In order to solve the tasks you need:
- R Studio
- Data Files
1. Reading Tabular Data
- Download the data file Tips.csv.
- Use read.table() or read.csv() function to read the data into R console as D0.
2. Data Inspection
- Show the brief description and summary statistics for the imported data using str() and summary().
## 'data.frame': 244 obs. of 7 variables:
## $ total_bill: num 17 10.3 21 23.7 24.6 ...
## $ tip : num 1.01 1.66 3.5 3.31 3.61 4.71 2 3.12 1.96 3.23 ...
## $ sex : chr "Female" "Male" "Male" "Male" ...
## $ smoker : chr "No" "No" "No" "No" ...
## $ day : chr "Sun" "Sun" "Sun" "Sun" ...
## $ time : chr "Dinner" "Dinner" "Dinner" "Dinner" ...
## $ size : int 2 3 3 2 4 4 2 NA 2 2 ...
## total_bill tip sex smoker
## Min. : 3.07 Min. : 1.000 Length:244 Length:244
## 1st Qu.:13.32 1st Qu.: 2.000 Class :character Class :character
## Median :17.81 Median : 2.900 Mode :character Mode :character
## Mean :19.81 Mean : 2.998
## 3rd Qu.:24.18 3rd Qu.: 3.562
## Max. :50.81 Max. :10.000
## NA's :1
## day time size
## Length:244 Length:244 Min. :1.000
## Class :character Class :character 1st Qu.:2.000
## Mode :character Mode :character Median :2.000
## Mean :2.568
## 3rd Qu.:3.000
## Max. :6.000
## NA's :1
- Show the number of rows and columns using nrow() and ncol().
## [1] 244
## [1] 7
- Inspect whether there exist missing values. If do, remove the row(s) of missing values using is.na() and na.omit(). Name the new data set D1.
## [1] 3
There are 3 missing values in the data set.
- Repeat part (a) for D1 and compare the results with (a).
## 'data.frame': 241 obs. of 7 variables:
## $ total_bill: num 17 10.3 21 23.7 24.6 ...
## $ tip : num 1.01 1.66 3.5 3.31 3.61 4.71 2 1.96 1.71 5 ...
## $ sex : chr "Female" "Male" "Male" "Male" ...
## $ smoker : chr "No" "No" "No" "No" ...
## $ day : chr "Sun" "Sun" "Sun" "Sun" ...
## $ time : chr "Dinner" "Dinner" "Dinner" "Dinner" ...
## $ size : int 2 3 3 2 4 4 2 2 2 4 ...
## - attr(*, "na.action")= 'omit' Named int [1:3] 8 10 240
## ..- attr(*, "names")= chr [1:3] "8" "10" "240"
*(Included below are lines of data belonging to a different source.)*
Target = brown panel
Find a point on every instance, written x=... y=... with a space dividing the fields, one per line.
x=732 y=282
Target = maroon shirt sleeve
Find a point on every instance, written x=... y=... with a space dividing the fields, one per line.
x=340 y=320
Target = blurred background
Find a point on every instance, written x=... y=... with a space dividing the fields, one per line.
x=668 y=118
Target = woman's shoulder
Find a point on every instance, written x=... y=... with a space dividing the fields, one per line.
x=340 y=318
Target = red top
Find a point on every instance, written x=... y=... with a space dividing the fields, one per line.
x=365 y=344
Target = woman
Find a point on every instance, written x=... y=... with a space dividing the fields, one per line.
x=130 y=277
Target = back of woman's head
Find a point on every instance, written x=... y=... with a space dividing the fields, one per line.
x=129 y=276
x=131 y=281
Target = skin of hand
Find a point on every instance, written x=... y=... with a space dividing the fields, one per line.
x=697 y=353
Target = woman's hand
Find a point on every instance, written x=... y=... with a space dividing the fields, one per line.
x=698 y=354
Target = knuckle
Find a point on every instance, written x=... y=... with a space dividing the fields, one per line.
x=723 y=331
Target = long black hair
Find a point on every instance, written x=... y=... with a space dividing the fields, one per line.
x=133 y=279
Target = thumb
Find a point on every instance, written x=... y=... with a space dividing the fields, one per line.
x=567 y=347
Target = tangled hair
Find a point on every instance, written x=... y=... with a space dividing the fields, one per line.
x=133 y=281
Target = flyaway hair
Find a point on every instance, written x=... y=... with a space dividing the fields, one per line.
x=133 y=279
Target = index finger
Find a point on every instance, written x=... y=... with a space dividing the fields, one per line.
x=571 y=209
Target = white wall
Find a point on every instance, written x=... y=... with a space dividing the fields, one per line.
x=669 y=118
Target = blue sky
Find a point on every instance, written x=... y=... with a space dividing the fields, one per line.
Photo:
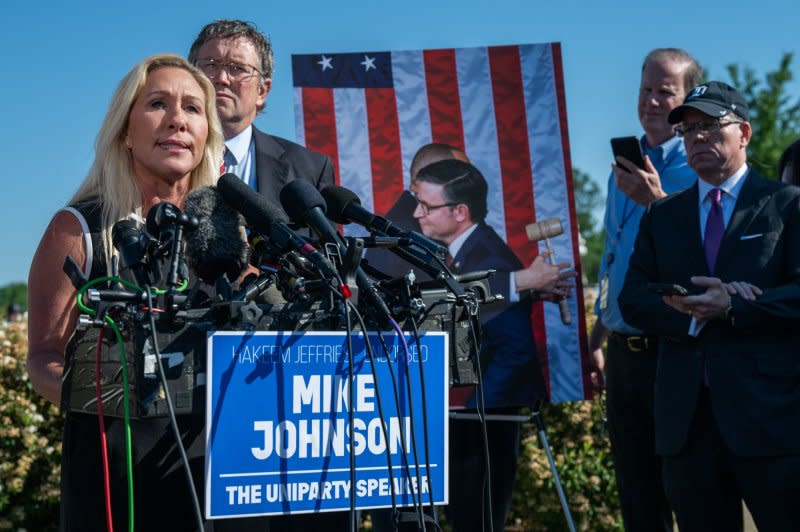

## total_bill tip sex smoker
## Min. : 3.07 Min. : 1.000 Length:241 Length:241
## 1st Qu.:13.28 1st Qu.: 2.000 Class :character Class :character
## Median :17.78 Median : 2.830 Mode :character Mode :character
## Mean :19.74 Mean : 2.985
## 3rd Qu.:24.06 3rd Qu.: 3.550
## Max. :50.81 Max. :10.000
## day time size
## Length:241 Length:241 Min. :1.000
## Class :character Class :character 1st Qu.:2.000
## Mode :character Mode :character Median :2.000
## Mean :2.568
## 3rd Qu.:3.000
## Max. :6.000
There are less observations in the D1 data frame (241, compared to 244 in D0 data frame) and there are no NA’s in D1 data frame.
3. Data Subset
- Subset data D1 with respect to the condition that column “time” is equal to “Dinner”. Name the derived data frame as D2.
- Remove data set D2 using rm().
4. Graphing
- Plot histogram for the total_bill from D1.
- Plot histogram for the total_bill for Females from D1.
hist(D1$total_bill[D1$sex == "Female"],
main = "Histogram of total_bill for Females",
xlab = "total_bill")
- Plot box plot for tip from D1.
5. Correlations
- Calculate mean and variance for total_bill from D1.
## [1] 19.73892
## [1] 79.57122
- Calculate the correlation between total_bill and tip from D1.
## [1] 0.6758822
- Draw a line plot where total_bill as x-axis, tip as y-axis using plot().
# sort observations by total_bill
D2 <- D1[order(D1$total_bill), ]
# line plot
plot(D2$total_bill, D2$tip, type = "l", xlab = "total_bill", ylab = "tip")
- Compare the correlation value and line plot, report your observations.
Correlation value of 0.676 suggests that there is a strong positive relationship between total_bill and tip (as total_bill increases, tip also tends to increase). The same relationship is also visible in the line plot.